Comme inscrit à leur agenda, les congressistes, après cette cérémonie, n’ont pas non plus manqué de faire la revue des textes du parti et de se prononcer sur ses grandes orientations.  Aux termes des travaux, le parti suspend toute relation avec le pouvoir Talon.     

 

Choix cornélien

Ce congrès, outre qu’il a statué sur la vie du parti, intervenait dans un contexte particulier. Candide Azannaï, proche du président Patrice Talon, a démissionné contre toute attente du gouvernement de celui-ci depuis avril dernier, soit un an après l’avènement du Nouveau départ dont il a été une cheville ouvrière.

Aussi, l’opinion nationale, interloquée par ce revirement spectaculaire, est-elle suspendue à ses lèvres et espérait qu’au détour du présent congrès, il en dira plus que les phrases énigmatiques qu’il a proférées jusqu’à présent à ce propos.

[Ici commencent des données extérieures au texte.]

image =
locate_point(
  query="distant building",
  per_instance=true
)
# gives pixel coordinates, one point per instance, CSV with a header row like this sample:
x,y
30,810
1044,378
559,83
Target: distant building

Et qu’il  lèvera enfin le voile sur les motivations de sa démission. Il n’a toujours pas pipé mot des raisons d’un tel choix. Encore moins procéder à une attaque en règle du gouvernement qu’il vient de quitter, même si de façon sibyline, il a lancé quelques piques.

A ce congrès, de deux choses l’une, soit les liens amicaux l’emportent sur la raison politique, auquel cas, Candide Azannaï se contentera de statuer sur les affaires de son parti. Soit, se saisissant de l’opportunité, il règle ses comptes, si compte il y a.

Au-delà même de la nature de ses relations avec le président de la République, l’amititié étant un terme peu compatible il faut l’avouer avec la politique, c’est l’homme d’Etat qui chez Candide Azannaï était sollicité, face à l’épreuve, car les valeurs républicaines astreignent à une certaine obligation de réserve. S’en affranchir, est un choix personnel qui renseigne de go sur l’approche de celui qui le fait des notions telle la raison d’Etat, la conception même de la République. Choix manichéen donc pour Candide Azannaï, ou si l’on préfère, trame cornélienne. Son parti n’a pas moins statuté sur la gestion du pays, les résultats des actions du gouvernement actuel au regard des difficultés auxquelles les Béninois sont confrontés, le positionnement de Restaurer l’Espoir vis-à-vis du pouvoir en place, etc. Autant d’items qui démontrent à satiété que ce parti est en phase avec son leitmotiv : œuvrer pour un mieux-être des populations. Et qu’il est resté collé au thème du congrès, à savoir « Crédibilité politique et confiance politique, s’engager pour l’intérêt général ». C’est  donc sans grande surprise que le Restaurer l’Espoir, aux termes de ses travaux a opté de suspendre toute collaboration avec le régime Talon.